Although it was partly obscured by the uproar over his attorney general nominee, President Clinton in his first days in office actually did begin to carry out what he had promised: a fundamental shift in the role that the American government will play at home and abroad and the values it will seek to encourage.
While trying to quell the political damage from the retreat on Zoe Baird's nomination, Clinton was also signing a series of executive orders and ordering up a series of foreign policy reviews, which are expected not only to alter 12 years of Republican policies but also to inaugurate a new era of government action."What got lost in the controversy over Zoe Baird was that Clinton was initiating a radical change in the way that the president and the executive branch will approach public policy," said Michael Beschloss, a historian of the presidency. "This is as sharp and genuine a change as Franklin Roose-velt's takeover from Herbert Hoover in 1933, or Ronald Reagan's takeover from Jimmy Carter in 1981 - from a passive presidency to an activist one, and from one ideology to another."
It is too early to predict how effectively Clinton will sustain what he has started, Beschloss said. And his biggest promises on providing more jobs and affordable health care will be far harder to deliver.
But nevertheless, with the stroke of a presidential pen this past week Clinton took these actions:
- Lifted restrictions imposed by Presidents George Bush and Ronald Reagan on abortion counseling at federally financed clinics, on the right to perform abortions at American military hospitals overseas and on the use of fetal tissue in federally sponsored research.
- Lifted the restrictions on extending American financial aid to U.N. programs sponsoring family planning and population control - a move that will have a far-reaching impact on countries from China to India to Egypt, which have been short of money for such programs.
- Imposed new ethics guidelines that will bar senior government officials from lobbying the federal agency in which they work for five years after leaving the government - a move that should inhibit people from seeking government jobs in the hopes of being able to cash in once out of office. The old limit was one year.
- Moved ahead with plans to repeal the ban on homosexuals in the armed forces, despite intense opposition by the Joint Chiefs of Staff.
- Abolished the Bush administration's Council on Competitiveness, which gave businesses and large corporations a way to obtain exemptions from government regulations.
- Before Congress recesses in early February, Clinton plans to introduce a new family leave bill, like the one Bush vetoed, that would require employers to grant workers up to 12 weeks of unpaid family and medical leave, with continued health-insurance coverage. He also plans to introduce a bill that would require states to allow eligible citizens to register to vote when they obtain or renew their driver, fishing or hunting licenses.

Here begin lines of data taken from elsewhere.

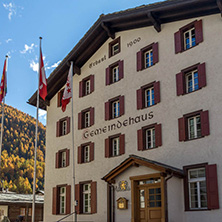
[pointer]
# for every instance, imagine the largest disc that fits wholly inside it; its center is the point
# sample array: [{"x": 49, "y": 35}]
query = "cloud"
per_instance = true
[
  {"x": 11, "y": 8},
  {"x": 28, "y": 48},
  {"x": 8, "y": 40}
]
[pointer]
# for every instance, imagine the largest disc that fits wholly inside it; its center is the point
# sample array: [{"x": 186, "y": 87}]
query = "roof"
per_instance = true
[
  {"x": 107, "y": 25},
  {"x": 20, "y": 198},
  {"x": 134, "y": 160}
]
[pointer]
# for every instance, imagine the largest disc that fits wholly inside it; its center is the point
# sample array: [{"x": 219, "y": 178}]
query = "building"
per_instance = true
[
  {"x": 147, "y": 125},
  {"x": 14, "y": 205}
]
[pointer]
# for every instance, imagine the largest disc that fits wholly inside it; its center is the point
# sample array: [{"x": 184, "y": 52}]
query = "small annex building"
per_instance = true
[{"x": 147, "y": 118}]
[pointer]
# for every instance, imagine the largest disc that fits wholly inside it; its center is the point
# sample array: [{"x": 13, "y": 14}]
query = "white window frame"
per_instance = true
[
  {"x": 63, "y": 159},
  {"x": 115, "y": 146},
  {"x": 87, "y": 198},
  {"x": 192, "y": 80},
  {"x": 197, "y": 181},
  {"x": 189, "y": 32},
  {"x": 87, "y": 87},
  {"x": 149, "y": 98},
  {"x": 86, "y": 154},
  {"x": 115, "y": 109},
  {"x": 87, "y": 119},
  {"x": 150, "y": 139},
  {"x": 148, "y": 55},
  {"x": 62, "y": 200},
  {"x": 115, "y": 74},
  {"x": 196, "y": 131},
  {"x": 64, "y": 127}
]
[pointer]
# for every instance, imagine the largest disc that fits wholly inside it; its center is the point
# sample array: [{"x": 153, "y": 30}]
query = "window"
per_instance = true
[
  {"x": 86, "y": 86},
  {"x": 63, "y": 127},
  {"x": 86, "y": 195},
  {"x": 61, "y": 199},
  {"x": 59, "y": 98},
  {"x": 86, "y": 118},
  {"x": 188, "y": 36},
  {"x": 115, "y": 145},
  {"x": 62, "y": 158},
  {"x": 194, "y": 125},
  {"x": 149, "y": 137},
  {"x": 148, "y": 95},
  {"x": 114, "y": 47},
  {"x": 147, "y": 56},
  {"x": 201, "y": 187},
  {"x": 114, "y": 72},
  {"x": 191, "y": 79},
  {"x": 86, "y": 153},
  {"x": 114, "y": 108}
]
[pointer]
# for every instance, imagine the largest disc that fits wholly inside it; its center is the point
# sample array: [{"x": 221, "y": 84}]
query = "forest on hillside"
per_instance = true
[{"x": 17, "y": 163}]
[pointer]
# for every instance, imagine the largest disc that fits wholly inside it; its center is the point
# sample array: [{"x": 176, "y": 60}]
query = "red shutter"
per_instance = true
[
  {"x": 54, "y": 200},
  {"x": 205, "y": 128},
  {"x": 91, "y": 151},
  {"x": 198, "y": 31},
  {"x": 92, "y": 83},
  {"x": 156, "y": 92},
  {"x": 121, "y": 71},
  {"x": 81, "y": 89},
  {"x": 107, "y": 110},
  {"x": 178, "y": 42},
  {"x": 140, "y": 139},
  {"x": 121, "y": 103},
  {"x": 158, "y": 135},
  {"x": 58, "y": 129},
  {"x": 67, "y": 157},
  {"x": 107, "y": 147},
  {"x": 108, "y": 76},
  {"x": 182, "y": 129},
  {"x": 80, "y": 120},
  {"x": 92, "y": 113},
  {"x": 212, "y": 187},
  {"x": 155, "y": 53},
  {"x": 122, "y": 144},
  {"x": 202, "y": 75},
  {"x": 79, "y": 154},
  {"x": 68, "y": 199},
  {"x": 68, "y": 125},
  {"x": 78, "y": 198},
  {"x": 139, "y": 61},
  {"x": 57, "y": 160},
  {"x": 180, "y": 84},
  {"x": 139, "y": 94},
  {"x": 93, "y": 198}
]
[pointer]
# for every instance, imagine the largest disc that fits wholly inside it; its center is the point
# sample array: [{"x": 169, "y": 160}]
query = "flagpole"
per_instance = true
[
  {"x": 36, "y": 136},
  {"x": 73, "y": 151},
  {"x": 3, "y": 112}
]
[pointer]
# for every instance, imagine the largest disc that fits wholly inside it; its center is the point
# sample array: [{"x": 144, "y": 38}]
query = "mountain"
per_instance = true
[{"x": 17, "y": 165}]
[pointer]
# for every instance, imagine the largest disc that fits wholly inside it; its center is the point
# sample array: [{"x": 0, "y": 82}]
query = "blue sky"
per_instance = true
[{"x": 61, "y": 23}]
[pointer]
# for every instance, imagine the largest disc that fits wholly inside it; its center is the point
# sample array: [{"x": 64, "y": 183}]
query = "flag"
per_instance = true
[
  {"x": 67, "y": 94},
  {"x": 3, "y": 87},
  {"x": 42, "y": 78}
]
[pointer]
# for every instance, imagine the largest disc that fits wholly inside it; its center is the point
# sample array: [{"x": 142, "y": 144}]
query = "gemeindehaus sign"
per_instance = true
[{"x": 118, "y": 125}]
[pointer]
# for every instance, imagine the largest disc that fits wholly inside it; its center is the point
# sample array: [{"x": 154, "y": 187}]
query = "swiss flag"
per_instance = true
[
  {"x": 42, "y": 78},
  {"x": 67, "y": 95}
]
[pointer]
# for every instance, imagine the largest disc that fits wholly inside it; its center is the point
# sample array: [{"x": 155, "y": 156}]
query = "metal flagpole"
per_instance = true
[
  {"x": 36, "y": 136},
  {"x": 73, "y": 151},
  {"x": 3, "y": 112}
]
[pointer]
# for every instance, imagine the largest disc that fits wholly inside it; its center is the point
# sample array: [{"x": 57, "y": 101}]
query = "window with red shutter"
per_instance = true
[
  {"x": 147, "y": 56},
  {"x": 148, "y": 95},
  {"x": 191, "y": 79},
  {"x": 188, "y": 36}
]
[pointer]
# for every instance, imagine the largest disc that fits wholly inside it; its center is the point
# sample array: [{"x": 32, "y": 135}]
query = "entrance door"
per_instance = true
[{"x": 150, "y": 202}]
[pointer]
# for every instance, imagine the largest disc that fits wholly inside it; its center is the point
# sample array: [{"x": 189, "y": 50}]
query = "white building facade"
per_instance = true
[{"x": 147, "y": 126}]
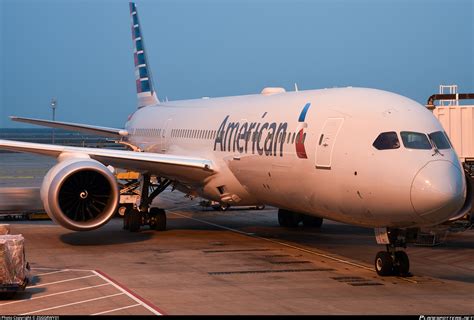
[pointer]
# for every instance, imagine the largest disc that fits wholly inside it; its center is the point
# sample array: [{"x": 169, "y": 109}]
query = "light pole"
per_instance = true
[{"x": 54, "y": 105}]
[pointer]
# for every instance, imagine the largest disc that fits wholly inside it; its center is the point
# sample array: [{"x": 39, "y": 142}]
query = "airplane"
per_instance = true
[{"x": 360, "y": 156}]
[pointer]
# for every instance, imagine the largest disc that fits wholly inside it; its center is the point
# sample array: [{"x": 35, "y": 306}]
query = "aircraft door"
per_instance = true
[
  {"x": 165, "y": 133},
  {"x": 326, "y": 142}
]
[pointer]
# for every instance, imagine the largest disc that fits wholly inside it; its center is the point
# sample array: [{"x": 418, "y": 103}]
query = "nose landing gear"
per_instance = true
[
  {"x": 392, "y": 262},
  {"x": 144, "y": 215}
]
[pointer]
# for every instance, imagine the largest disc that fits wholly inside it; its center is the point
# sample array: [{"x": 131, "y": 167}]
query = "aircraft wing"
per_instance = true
[
  {"x": 100, "y": 131},
  {"x": 181, "y": 168}
]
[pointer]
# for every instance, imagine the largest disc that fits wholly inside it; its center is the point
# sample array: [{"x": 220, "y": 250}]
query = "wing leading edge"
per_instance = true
[
  {"x": 100, "y": 131},
  {"x": 181, "y": 168}
]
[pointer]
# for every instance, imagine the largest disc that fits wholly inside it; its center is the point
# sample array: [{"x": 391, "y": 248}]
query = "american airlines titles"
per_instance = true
[{"x": 255, "y": 137}]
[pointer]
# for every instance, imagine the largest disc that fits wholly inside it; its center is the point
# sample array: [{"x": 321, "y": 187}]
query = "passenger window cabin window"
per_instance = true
[
  {"x": 440, "y": 140},
  {"x": 387, "y": 141},
  {"x": 415, "y": 140}
]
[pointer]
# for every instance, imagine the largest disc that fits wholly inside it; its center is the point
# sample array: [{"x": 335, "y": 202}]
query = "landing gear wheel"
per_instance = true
[
  {"x": 312, "y": 222},
  {"x": 157, "y": 219},
  {"x": 402, "y": 264},
  {"x": 126, "y": 211},
  {"x": 135, "y": 221},
  {"x": 383, "y": 264},
  {"x": 126, "y": 221},
  {"x": 288, "y": 219}
]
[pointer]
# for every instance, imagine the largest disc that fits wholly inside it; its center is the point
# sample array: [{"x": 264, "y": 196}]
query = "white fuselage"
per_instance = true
[{"x": 335, "y": 173}]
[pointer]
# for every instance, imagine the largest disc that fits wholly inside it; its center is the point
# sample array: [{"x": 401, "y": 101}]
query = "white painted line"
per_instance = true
[
  {"x": 46, "y": 269},
  {"x": 131, "y": 296},
  {"x": 55, "y": 294},
  {"x": 45, "y": 284},
  {"x": 52, "y": 272},
  {"x": 73, "y": 303},
  {"x": 109, "y": 311}
]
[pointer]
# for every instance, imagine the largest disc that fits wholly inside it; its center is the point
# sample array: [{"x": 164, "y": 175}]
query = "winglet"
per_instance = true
[{"x": 146, "y": 93}]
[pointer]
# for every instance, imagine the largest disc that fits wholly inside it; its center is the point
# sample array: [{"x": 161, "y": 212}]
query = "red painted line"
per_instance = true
[{"x": 131, "y": 292}]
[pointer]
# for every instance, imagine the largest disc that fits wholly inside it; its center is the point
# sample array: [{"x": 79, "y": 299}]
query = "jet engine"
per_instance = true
[{"x": 80, "y": 193}]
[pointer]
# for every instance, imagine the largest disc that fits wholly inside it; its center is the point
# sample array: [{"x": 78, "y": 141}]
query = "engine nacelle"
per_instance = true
[{"x": 80, "y": 193}]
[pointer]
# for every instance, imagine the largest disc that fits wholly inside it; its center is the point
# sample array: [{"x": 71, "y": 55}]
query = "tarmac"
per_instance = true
[{"x": 234, "y": 262}]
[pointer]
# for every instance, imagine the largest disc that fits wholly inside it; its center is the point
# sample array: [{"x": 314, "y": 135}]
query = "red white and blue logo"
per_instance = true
[{"x": 300, "y": 137}]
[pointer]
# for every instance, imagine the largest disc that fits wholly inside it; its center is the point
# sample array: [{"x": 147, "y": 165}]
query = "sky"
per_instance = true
[{"x": 80, "y": 51}]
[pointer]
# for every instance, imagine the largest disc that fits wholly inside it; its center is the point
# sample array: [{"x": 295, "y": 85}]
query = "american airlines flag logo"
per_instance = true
[{"x": 299, "y": 143}]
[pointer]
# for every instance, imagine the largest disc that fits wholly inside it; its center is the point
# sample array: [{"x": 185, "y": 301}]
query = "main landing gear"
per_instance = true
[
  {"x": 392, "y": 262},
  {"x": 289, "y": 219},
  {"x": 134, "y": 218}
]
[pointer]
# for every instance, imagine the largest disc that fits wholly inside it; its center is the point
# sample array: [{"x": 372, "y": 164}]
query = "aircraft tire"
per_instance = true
[
  {"x": 288, "y": 219},
  {"x": 312, "y": 222},
  {"x": 157, "y": 219},
  {"x": 135, "y": 221},
  {"x": 403, "y": 264},
  {"x": 383, "y": 264}
]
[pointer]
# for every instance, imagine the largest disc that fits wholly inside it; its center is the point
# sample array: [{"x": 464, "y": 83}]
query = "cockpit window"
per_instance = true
[
  {"x": 415, "y": 140},
  {"x": 440, "y": 140},
  {"x": 387, "y": 140}
]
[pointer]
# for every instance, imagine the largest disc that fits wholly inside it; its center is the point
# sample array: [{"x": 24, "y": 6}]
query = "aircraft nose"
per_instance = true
[{"x": 438, "y": 191}]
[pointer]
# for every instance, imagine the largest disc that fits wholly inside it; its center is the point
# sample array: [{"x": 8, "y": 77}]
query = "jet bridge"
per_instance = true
[{"x": 458, "y": 121}]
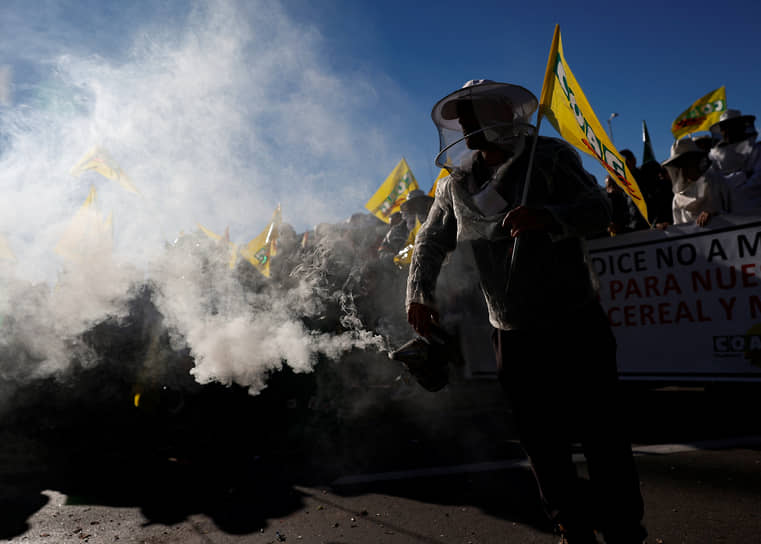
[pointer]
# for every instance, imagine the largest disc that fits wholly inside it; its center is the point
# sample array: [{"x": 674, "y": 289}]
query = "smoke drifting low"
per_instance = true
[{"x": 216, "y": 115}]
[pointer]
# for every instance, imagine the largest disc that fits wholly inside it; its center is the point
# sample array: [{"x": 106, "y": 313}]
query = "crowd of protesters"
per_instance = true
[{"x": 704, "y": 176}]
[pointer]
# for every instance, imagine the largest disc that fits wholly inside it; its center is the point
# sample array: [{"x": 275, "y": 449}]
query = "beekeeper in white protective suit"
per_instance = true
[
  {"x": 699, "y": 192},
  {"x": 737, "y": 157},
  {"x": 556, "y": 355}
]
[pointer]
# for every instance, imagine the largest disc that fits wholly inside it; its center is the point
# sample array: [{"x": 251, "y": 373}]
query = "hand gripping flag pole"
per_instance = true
[{"x": 544, "y": 101}]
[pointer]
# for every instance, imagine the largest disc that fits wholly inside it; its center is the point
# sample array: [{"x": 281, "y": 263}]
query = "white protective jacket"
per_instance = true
[
  {"x": 552, "y": 274},
  {"x": 740, "y": 166}
]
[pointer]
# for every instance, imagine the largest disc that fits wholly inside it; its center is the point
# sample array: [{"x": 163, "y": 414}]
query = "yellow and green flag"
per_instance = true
[
  {"x": 261, "y": 249},
  {"x": 389, "y": 197},
  {"x": 88, "y": 234},
  {"x": 233, "y": 248},
  {"x": 703, "y": 113},
  {"x": 98, "y": 160},
  {"x": 404, "y": 257},
  {"x": 564, "y": 104}
]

- Ordered his aides to review the Bush administration policy toward Bosnia - with an eye to taking a much more active approach toward inhibiting Serbian attacks if the current peace talks in Geneva fall apart. Such steps could include lifting the American arms embargo on Bosnia, selective American air strikes against Serb gunners and war crimes tribunals against Serbian leaders.
In a sharp departure from the Bush administration, Clinton has told aides that he will not tolerate an American policy on Serbia based purely on how it affects the global balance of power.
As he said in an interview on the eve of his inauguration: "Somehow the West has got to say something and do something about the idea of `ethnic cleansing,' which is such an embracing idea that if you believe in it, it justifies the brutalization of women who are not your women and children who are not your children."
When Ronald Reagan came to office in 1980 he, too, ushered in an ideological changing of the guard, but it was different, and in some ways much simpler, than Clinton's.
Reagan brought conservative values on issues from the family to abortion to taxes, but his general view of government was that it should be scaled back, that it was part of the problem, not an instrument for solutions.
Clinton brings not only liberal values on issues from family to abortion to taxes, but a general view of government that is active, not passive.